OFFBEAT OFFERING The “spicy salty” calamari.
As much as restaurants want to provide a calming atmosphere, with bird twitters or whatever in the background, the mood behind the scenes can be lethal. Last December, celebrity chef Gordon Ramsay rode into the downtown DownCity restaurant as their surly white knight, wielding a meat cleaver instead of a lance, hacking away at their menu for his TV show, Kitchen Nightmares. As a result, they now serve lobster mac and cheese as well as spaghetti and meatballs, and an appealing miso-glazed sea bass instead of the omnipresent shrimp scampi. Sounded like time to check it out.

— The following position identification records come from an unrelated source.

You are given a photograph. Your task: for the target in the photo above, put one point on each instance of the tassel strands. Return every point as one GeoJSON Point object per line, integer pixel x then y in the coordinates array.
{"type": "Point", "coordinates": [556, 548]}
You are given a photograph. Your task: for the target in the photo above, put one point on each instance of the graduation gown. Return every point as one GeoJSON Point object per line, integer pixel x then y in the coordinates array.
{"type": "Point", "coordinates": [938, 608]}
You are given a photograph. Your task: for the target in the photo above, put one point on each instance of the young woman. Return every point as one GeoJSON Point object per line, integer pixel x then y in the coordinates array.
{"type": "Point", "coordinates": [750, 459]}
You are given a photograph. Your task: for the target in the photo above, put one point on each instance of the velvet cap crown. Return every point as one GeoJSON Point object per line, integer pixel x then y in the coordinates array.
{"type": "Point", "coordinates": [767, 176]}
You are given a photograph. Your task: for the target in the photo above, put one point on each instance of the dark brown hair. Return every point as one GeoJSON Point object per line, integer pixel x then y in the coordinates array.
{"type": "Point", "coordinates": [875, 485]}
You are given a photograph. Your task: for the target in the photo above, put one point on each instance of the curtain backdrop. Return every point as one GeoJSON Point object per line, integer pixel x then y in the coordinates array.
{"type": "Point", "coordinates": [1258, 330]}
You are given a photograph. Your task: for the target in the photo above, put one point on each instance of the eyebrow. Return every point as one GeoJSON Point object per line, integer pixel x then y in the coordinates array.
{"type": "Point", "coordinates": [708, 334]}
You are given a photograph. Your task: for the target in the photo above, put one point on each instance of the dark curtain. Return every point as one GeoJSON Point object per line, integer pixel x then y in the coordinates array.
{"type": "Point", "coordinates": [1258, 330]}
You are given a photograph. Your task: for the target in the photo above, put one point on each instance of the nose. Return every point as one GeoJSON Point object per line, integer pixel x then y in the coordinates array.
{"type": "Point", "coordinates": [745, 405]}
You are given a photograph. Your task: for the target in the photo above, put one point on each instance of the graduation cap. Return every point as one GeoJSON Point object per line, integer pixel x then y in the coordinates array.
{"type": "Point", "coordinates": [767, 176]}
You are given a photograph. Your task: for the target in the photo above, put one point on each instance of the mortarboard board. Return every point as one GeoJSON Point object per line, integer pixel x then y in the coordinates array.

There were no bluebirds chirping over my shoulders, but they would have clashed with the orange walls anyway. That orange isn't as gaudy as it might sound. It's warm and energizing, goes well with the raw brick on other walls. Banquette back cushions and rows of drop lamps are white, echoing light flooding in from high, tall windows on our midday visit. Since the general ambience was assured by the careful decor, a couple of downscale touches at lunch helped keep prices down without offending: paper napkins on the bare wood tabletop, but quality paper napkins.
Downcity | 401.331.9217 | 50 Weybosset St, Providence | Mon-Thurs, 11:30 am-3 pm, 5-10 pm; Fri-Sat, 11:30 am-3 pm, 5-11 pm; Sun, 10 am-3 pm, 5-10 pm | Major Credit Cards | Full Bar | Sidewalk-Level Accessible
Before we considered the menu too carefully, my guest decided to spring for a bottle of champagne. Charles de Fère was listed, but an opened bottle of Cook's Brut was brought without our being asked. Apparently, California "champagne" is considered generic, even the ginger-ale-sweet Cook's. We got a nice bottle of New Zealand Sauvignon Blanc instead.
The menu, which is the same at lunch and dinner, is slight but selective. There are two soups, and the eight other appetizers, all but one $6 to $8, are varied and unusual (except for the honey spiced chicken wings): pork belly in Boston Bibb lettuce cups; goat cheese truffle dip with house-made potato chips. For the marinara-addicted, meatball sliders; for the lox lovers, beet-cured salmon with chive cream cheese.
The New England clam chowder they serve is broth- rather than cream-based, always a wise decision in my book. But soon across from me was a bowl of roasted butternut squash soup. It was a generous portion for $4, and a marvel of complementary tastes. The flavor was enhanced with sage and brown butter and a plentiful swirl of maple crème fraîche. Ingenious and delicious.
I'm always on the lookout for calamari variations, so I couldn't pass up their offering of "spicy salty" calamari ($8). The portion was modest but adequate for two, if you forget you're in Rhode Island, the land of the automatically super-sized heap o' fried squid. There were just rings, the light crust slightly spicy but too salty for both of us (despite the warning) and not pounded to tenderness as some kitchens take the time to do. The green goddess dipping sauce, however, was tasty and diluted the saltiness perfectly. Ah-hah — the rings demand the sauce, which is kept separate rather than tossed with them so as to not spoil the crunch. Got it.